After an examination of the evidence adduced during the trial of the cause, we find that the following facts were proved by a large preponderance of the evidence: That Ana Sarmiento resided, with her husband, in the city of Manila sometime prior to the 17th day of November, 1668; that on said date she made a will; that on the 23d day of November, 1668, she added a codicil to said will, that on the 19th day of May, 1669, she made another will making a part thereof the said codicil of November 23d, 1668; that said will contained provisions for the establishment of a "Capellania de Misas;" that the first chaplain of said capellania should be her nephew Pedro del Castillo; that said will contained a provision for the administration of said property in relation with the said "Capellania de Misas" succeeding administration should continue perpetually; that said Ana Sarmiento died about the year 1672; that for more than two hundred years the intervener, the Roman Catholic Archbishop of Manila, through his various agencies, has administered said property; that the Roman Catholic Archbishop of Manila has rightfully and legally succeeded in accordance with the terms and provisions of the will of Ana Sarmiento.

Section 750 of Act No. 190 provides when property may be declared escheated. It provides, "when a person dies intestate, seized of real or personal property . . . leaving no heir or person by law entitled to the same," that then and in that case such property under the procedure provided for by sections 751 and 752, may de declared escheated.

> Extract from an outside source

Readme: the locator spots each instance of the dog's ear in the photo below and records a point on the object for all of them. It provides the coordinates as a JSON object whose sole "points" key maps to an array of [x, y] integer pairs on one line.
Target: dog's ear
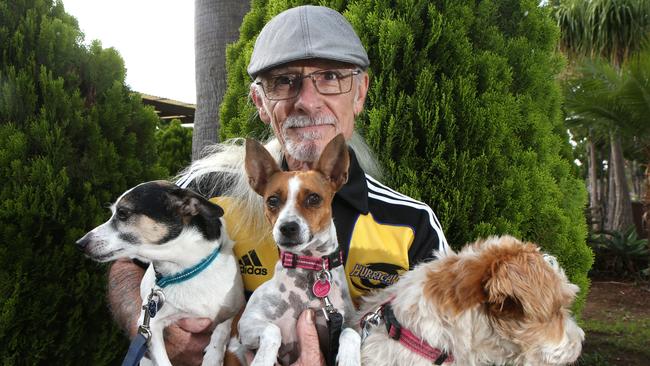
{"points": [[334, 162], [199, 211], [260, 166]]}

The proof shows that Ana Sarmiento did not die intestate. She left a will. The will provides for the administration of said property by her nephew as well as for the subsequent administration of the same. She did not die without an heir nor without persons entitled to administer her estate. It further shows that she did not die without leaving a person by law entitled to inherit her property. In view of the facts, therefore, the property in question cannot be declared escheated as of the property of Ana Sarmiento. If by any chance the property may be declared escheated, it must be based upon the fact that persons subsequent to Ana Sarmiento died intestate without leaving heir or person by law entitled to the same.

The will clearly, definitely and unequivocally defines and designates what disposition shall be made of the property in question. The heir mentioned in said will evidently accepted its terms and permitted the property to be administered in accordance therewith. And, so far as the record shows, it is still being administered in accordance with the terms of said will for the benefit of the real beneficiary as was intended by the original owner.

The record fully and completely shows that the theory of the plaintiff is without foundation either in fact or in law.

The judgment of the lower court is, therefore, hereby affirmed, with costs in this instance. So ordered.

Arellano, C.J., Araullo, Street and Malcolm, JJ., concur.